Zubereitung: Alle Zutaten mit Eis im Shaker kombinieren und kräftig für ca. 20 Sekunden schütteln. Doppelt in das vorgekühlte Glas abseihen.

Glass: Martini

Garnitur: keine

One thought on “Barbed Wire

  1. Sean Connery, der wohl berühmteste Geheimagent seiner Majestät, schrieb in dem Film „Dr. No“ wohl Cocktail-Filmgeschichte.
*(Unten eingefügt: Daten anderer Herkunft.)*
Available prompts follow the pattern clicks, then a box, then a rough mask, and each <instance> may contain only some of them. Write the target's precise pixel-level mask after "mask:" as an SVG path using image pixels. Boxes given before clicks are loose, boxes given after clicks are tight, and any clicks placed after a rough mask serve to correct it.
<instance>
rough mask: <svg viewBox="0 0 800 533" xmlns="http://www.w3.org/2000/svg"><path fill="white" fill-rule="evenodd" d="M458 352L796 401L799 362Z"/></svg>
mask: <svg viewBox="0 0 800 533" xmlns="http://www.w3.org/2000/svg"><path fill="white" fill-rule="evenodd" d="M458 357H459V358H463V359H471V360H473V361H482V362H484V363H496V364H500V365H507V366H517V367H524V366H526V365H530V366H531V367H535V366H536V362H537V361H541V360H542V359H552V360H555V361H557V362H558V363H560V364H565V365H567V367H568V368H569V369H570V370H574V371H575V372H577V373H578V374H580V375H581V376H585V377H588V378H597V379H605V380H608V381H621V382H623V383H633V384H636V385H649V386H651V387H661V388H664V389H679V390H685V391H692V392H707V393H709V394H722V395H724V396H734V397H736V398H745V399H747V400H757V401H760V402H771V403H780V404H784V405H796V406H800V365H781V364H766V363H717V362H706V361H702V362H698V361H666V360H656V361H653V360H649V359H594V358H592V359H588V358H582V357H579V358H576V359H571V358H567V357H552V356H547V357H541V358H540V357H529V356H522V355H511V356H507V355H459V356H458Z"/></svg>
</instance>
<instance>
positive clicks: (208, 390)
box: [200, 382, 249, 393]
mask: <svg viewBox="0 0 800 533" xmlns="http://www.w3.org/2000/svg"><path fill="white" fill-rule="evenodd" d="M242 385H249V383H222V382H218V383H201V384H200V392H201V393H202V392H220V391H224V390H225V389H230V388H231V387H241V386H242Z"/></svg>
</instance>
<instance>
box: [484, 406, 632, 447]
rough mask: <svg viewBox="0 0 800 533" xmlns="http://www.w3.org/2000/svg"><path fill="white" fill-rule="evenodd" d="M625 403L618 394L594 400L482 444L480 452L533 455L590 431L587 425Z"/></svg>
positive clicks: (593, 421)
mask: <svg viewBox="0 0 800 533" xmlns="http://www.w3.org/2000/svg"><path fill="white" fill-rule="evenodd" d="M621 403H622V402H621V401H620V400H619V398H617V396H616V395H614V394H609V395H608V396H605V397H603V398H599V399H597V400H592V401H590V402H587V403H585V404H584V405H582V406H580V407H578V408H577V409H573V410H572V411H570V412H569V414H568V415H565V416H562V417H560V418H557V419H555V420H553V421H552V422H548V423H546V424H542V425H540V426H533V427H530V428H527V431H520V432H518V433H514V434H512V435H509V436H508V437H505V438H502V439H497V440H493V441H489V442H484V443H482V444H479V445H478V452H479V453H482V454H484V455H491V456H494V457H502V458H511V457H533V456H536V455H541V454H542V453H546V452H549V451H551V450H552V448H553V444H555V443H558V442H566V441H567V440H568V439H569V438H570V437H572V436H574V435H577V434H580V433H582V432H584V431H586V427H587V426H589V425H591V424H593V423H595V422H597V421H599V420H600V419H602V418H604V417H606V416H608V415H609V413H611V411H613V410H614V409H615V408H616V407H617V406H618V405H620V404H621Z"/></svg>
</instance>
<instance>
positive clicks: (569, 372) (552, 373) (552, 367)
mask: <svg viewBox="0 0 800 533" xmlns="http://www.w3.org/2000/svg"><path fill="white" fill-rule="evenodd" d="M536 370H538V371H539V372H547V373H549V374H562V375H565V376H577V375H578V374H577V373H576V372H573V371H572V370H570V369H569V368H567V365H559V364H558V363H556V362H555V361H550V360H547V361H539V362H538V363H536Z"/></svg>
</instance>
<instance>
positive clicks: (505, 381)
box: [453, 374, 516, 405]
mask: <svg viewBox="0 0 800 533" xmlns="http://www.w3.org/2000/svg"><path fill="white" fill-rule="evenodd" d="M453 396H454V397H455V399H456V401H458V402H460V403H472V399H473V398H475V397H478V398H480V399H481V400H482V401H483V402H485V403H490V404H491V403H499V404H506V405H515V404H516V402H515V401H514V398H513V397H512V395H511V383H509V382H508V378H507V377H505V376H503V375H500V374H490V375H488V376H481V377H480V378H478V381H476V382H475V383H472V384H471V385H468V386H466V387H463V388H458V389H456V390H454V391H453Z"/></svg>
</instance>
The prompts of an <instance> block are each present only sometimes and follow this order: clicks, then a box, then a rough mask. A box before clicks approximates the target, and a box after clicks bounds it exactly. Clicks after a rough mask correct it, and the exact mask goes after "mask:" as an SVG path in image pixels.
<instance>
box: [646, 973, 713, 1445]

Er bestellte sich einen Martini Cocktail. Soweit so gut. Aber James verlangte einen Wodka-Martini. Und diesen geschüttelt und nicht gerührt. Zur damaligen Zeit ein offener Affront gegen das Cocktail-Establishment. Damit hat James Bond, sei es gewollt oder zufällig, Maßstäbe gesetzt und dem Wodka eine ungeahnte Popularität verschafft.